ORDERED that the order and judgment is affirmed, with one bill of costs to the respondents appearing separately and filing separate briefs.
The petitioners/plaintiffs, Dering Point Associates, LLC, and Timothy Hogue (hereinafter together the appellants), commenced this hybrid proceeding pursuant to CPLR article 78 to review a resolution of the respondent/defendant Board of Trustees of the Village of Dering Harbor (hereinafter Board) dated December 2, 2017, and approved February 2, 2018, granting the application of the respondents/defendants Brad Goldfarb and Alfredo Paredes to maintain a living fence (hedges) on their property, and to annul a determination of the respondent/defendant Architectural Review Board of the Village of Dering Harbor (hereinafter ARB), which, in effect, likewise approved an application of Goldfarb and Paredes to maintain a living fence (hedges), and action, inter alia, for declaratory relief. Goldfarb and Paredes moved, and the respondent/defendant Incorporated Village of Dering Harbor, the Board, and the ARB separately moved, to dismiss the amended petition/complaint insofar as asserted against each of them. The appellants cross-moved, inter alia, to stay the proceedings. The Supreme Court granted the respondents/defendants’ separate motions, denied the appellants’ cross motion, and denied the petition and dismissed the proceeding/action.

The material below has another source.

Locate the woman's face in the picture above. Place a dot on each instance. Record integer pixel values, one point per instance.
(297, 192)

It is undisputed that at the time the motions were made and the order and judgment rendered, the applicable zoning laws had changed so that owners of real property located in the Village of Dering Harbor are no longer required to seek or obtain approval to install or maintain living fences (hedges) on their property. As a result, the living fence (hedges) at issue no longer required approval, rendering this hybrid proceeding/action, inter alia, to annul the determination granting approval academic (see C.F. v. New York City Dept. of Health & Mental Hygiene, 191 A.D.3d 52, 61, 139 N.Y.S.3d 273 ; Matter of Truscott v. City of Albany Bd. of Zoning Appeals, 152 A.D.3d 1038, 1039, 55 N.Y.S.3d 919 ). Further, the appellants failed to establish any of the exceptions to the mootness doctrine (see Quinn v. 20 E. Clinton, LLC, 193 A.D.3d 893, 895, 146 N.Y.S.3d 649 ). Consequently, the Supreme Court properly dismissed the hybrid proceeding/action as academic.
Likewise, the Supreme Court providently exercised its discretion in denying the appellants’ cross motion, inter alia, to stay the proceedings (see Mourtil v. Korman & Stein, P.C., 33 A.D.3d 898, 900, 822 N.Y.S.2d 779 ; Esposit v. Anderson Kill Olick & Oshinsky, 237 A.D.2d 246, 247, 655 N.Y.S.2d 401 ).
LASALLE, P.J., AUSTIN, WOOTEN and ZAYAS, JJ., concur.